ECLI:NL:RBDHA:2024:14670
Rechtbank Den Haag
- Eerste aanleg - enkelvoudig
- A.S. Gaastra
- Rechtspraak.nl
Toetsing van de maatregel van bewaring in het bestuursrecht met betrekking tot zicht op uitzetting en voortvarendheid van de minister
In deze uitspraak van de Rechtbank Den Haag, gedaan op 9 september 2024, wordt de maatregel van bewaring van eiser, opgelegd door de minister van Asiel en Migratie, getoetst. De maatregel is gebaseerd op artikel 59 van de Vreemdelingenwet 2000 en is eerder al beoordeeld in uitspraken van 23 mei en 17 juli 2024. Eiser heeft beroep ingesteld tegen het voortduren van deze maatregel en verzocht om schadevergoeding. De rechtbank heeft het vooronderzoek op 3 september 2024 gesloten en de zaak niet op zitting behandeld.

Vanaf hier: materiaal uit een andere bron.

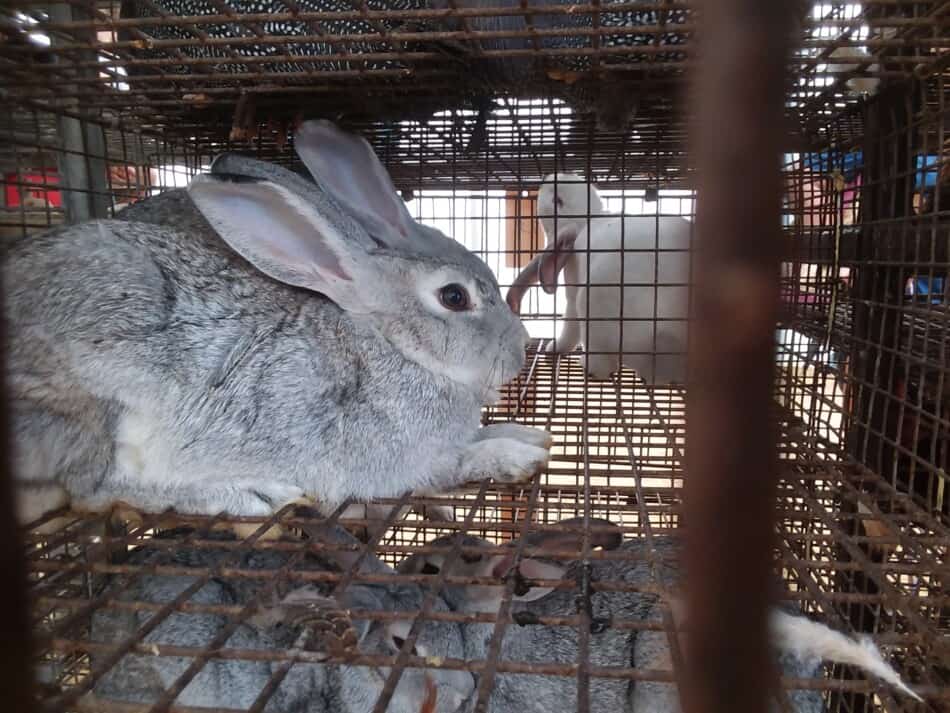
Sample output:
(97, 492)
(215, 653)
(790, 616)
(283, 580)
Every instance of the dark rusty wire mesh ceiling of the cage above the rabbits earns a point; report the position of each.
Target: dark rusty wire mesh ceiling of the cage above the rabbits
(182, 72)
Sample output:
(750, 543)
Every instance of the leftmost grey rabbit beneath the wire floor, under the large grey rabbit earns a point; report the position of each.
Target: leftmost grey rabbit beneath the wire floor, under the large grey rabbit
(300, 618)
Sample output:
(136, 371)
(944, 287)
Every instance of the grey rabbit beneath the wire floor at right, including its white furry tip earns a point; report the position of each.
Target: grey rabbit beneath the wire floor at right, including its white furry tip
(800, 643)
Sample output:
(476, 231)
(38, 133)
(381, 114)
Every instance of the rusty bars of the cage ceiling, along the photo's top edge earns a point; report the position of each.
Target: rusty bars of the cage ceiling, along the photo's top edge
(920, 35)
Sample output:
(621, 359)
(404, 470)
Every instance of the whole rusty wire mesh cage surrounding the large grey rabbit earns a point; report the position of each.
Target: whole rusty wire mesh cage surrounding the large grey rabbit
(861, 396)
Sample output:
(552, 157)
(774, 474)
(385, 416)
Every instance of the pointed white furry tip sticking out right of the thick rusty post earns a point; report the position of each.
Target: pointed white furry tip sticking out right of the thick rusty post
(805, 638)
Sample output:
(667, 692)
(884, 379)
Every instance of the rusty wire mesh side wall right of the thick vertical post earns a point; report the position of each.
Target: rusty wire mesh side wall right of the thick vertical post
(870, 294)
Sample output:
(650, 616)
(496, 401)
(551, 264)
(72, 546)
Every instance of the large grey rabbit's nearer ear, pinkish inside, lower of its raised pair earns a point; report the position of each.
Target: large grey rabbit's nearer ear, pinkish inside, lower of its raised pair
(282, 235)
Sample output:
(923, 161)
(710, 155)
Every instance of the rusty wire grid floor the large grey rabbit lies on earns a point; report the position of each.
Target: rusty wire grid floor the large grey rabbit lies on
(77, 569)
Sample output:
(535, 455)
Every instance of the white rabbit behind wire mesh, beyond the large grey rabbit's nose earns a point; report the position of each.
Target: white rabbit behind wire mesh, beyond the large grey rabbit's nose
(629, 295)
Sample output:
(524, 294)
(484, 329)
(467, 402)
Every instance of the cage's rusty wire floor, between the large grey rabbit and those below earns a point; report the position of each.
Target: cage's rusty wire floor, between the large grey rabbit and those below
(851, 550)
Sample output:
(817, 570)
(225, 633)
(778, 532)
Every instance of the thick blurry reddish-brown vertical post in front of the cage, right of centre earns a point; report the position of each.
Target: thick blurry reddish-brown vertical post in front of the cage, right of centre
(730, 450)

De rechtbank overweegt dat de maatregel van bewaring rechtmatig was tot het sluiten van het onderzoek op 11 juli 2024. Eiser stelt dat er geen zicht op uitzetting naar Algerije is, omdat er nog geen laissez-passer is verstrekt door de Algerijnse autoriteiten. De rechtbank oordeelt echter dat het ontbreken van een nationaliteitsverklaring niet betekent dat deze niet zal worden verstrekt. De minister heeft voldoende voortvarend gehandeld, zoals blijkt uit de maandelijkse vertrekgesprekken en de opvolging van de lp-aanvraag.

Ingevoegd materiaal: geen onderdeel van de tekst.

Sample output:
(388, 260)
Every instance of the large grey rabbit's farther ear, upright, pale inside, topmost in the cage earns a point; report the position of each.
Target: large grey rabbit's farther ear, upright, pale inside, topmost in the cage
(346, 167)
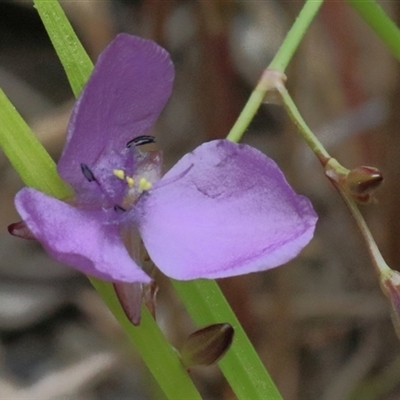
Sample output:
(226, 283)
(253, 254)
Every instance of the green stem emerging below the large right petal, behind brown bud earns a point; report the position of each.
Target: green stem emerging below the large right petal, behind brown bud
(241, 365)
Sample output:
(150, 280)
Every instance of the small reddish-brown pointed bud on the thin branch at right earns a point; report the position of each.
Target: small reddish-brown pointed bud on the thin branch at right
(362, 181)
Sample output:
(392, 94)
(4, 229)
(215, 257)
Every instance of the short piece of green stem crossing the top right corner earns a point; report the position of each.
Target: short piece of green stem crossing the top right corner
(378, 20)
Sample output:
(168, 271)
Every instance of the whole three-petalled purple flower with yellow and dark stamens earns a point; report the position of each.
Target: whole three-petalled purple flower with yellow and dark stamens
(224, 209)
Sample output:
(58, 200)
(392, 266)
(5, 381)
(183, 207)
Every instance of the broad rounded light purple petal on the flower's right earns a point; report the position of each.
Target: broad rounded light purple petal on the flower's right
(223, 210)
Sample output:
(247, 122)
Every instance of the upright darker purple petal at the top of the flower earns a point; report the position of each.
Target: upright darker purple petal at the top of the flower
(129, 86)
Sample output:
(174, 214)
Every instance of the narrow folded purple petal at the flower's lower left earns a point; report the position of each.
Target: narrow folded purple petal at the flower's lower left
(78, 238)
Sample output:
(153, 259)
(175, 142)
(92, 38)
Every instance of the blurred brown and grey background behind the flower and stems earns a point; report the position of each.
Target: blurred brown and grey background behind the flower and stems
(320, 323)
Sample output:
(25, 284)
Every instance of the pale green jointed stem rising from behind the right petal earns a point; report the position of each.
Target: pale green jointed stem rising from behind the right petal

Eiser betoogt verder dat de minister had moeten volstaan met een lichter middel, maar ook deze beroepsgrond wordt door de rechtbank verworpen. De rechtbank concludeert dat er geen grond is om te oordelen dat de rechtmatigheidsvoorwaarden voor de maatregel van bewaring niet zijn voldaan. Het beroep van eiser wordt ongegrond verklaard en het verzoek om schadevergoeding wordt afgewezen. De uitspraak is gedaan door mr. A.S. Gaastra, rechter, in aanwezigheid van mr. D.M. Abrahams, griffier.